A commit references this bug: Author: marius Date: Wed Mar 23 00:53:31 UTC 2016 New revision: 297204 URL: https://svnweb.freebsd.org/changeset/base/297204 Log: In preparation for 10.3-RELEASE, revert r296976, i. e. the merge of r296416 (head) and r296969 (stable/10) respectively. With SAVESIGVEC enabled, csh(1) and tcsh(1) leak signal masks after spawning external commands. This causes strange effects like for example SIGTERM not being delivered to rc(8) scripts on shutdown albeit these use sh(1), if csh(1) or tcsh(1) are used as login shell of root. As such r296976 causes way more problems than it solves. It is anticipated that a proper changeset for the original problem will be issued as an Errata Notice post-10.3-RELEASE. PR: 208132 Approved by: re (gjb) Changes: _U releng/10.3/ releng/10.3/bin/csh/config_p.h
Does this problem only apply of 10.3 ? I Just upgraded to 10-STABLE r297184 and am seeing the same behaviour - certain processes no longer terminating on shutdown (memcachd for example). I haven't investigated closely yet, but it seems co-inicdnetal that it should happen just as this was being investigated in the 10.3 branch.

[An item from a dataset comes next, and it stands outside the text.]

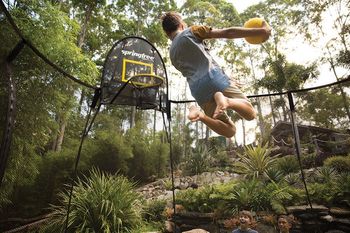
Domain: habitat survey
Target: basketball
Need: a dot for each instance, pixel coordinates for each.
(255, 23)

(In reply to pete from comment #20) A fix needs to be applied to both -current and stable/10 as well. I'm planning to switch from the SAVESIGVEC change to using the safer fork fix via the patch in comment #3.
Is planned to rollback commit 296969 in stable/10?
A commit references this bug: Author: mp Date: Thu Apr 7 14:25:15 UTC 2016 New revision: 297673 URL: https://svnweb.freebsd.org/changeset/base/297673 Log: Revert r296416 by removing SAVESIGVEC and switching to fork instead. This fixes usage with system libraries which maintain their own signal state. PR: 208132 Obtained from: kib MFC after: 3 days Changes: head/bin/csh/config_p.h
*** Bug 207873 has been marked as a duplicate of this bug. ***
A commit references this bug: Author: mp Date: Sun Apr 10 18:12:04 UTC 2016 New revision: 297789 URL: https://svnweb.freebsd.org/changeset/base/297789 Log: MFC 297673: Revert r296969 by removing SAVESIGVEC and switching to fork instead. This fixes usage with system libraries which maintain their own signal state. PR: 208132 Changes: _U stable/10/ stable/10/bin/csh/config_p.h
Just a few questions... The bug was marked as closed/fixed, but I'm still seeing the behaviour described in #207873 (closed as duplicate of this bug) on 10.2 and 10.3 (both having winbind in /etc/nsswitch.conf). I checked bin/csh/config_p.h in 10.2, 10.3 and 10-STABLE and it's identical in all three versions. In all of them it seems the above patch was half-applied, as VFORK (and not vfork) is still defined, but SAVESIGVEC does not appear anywhere. So: _ is #207873 really fixed too? _ should I apply the missing part of the attached patch?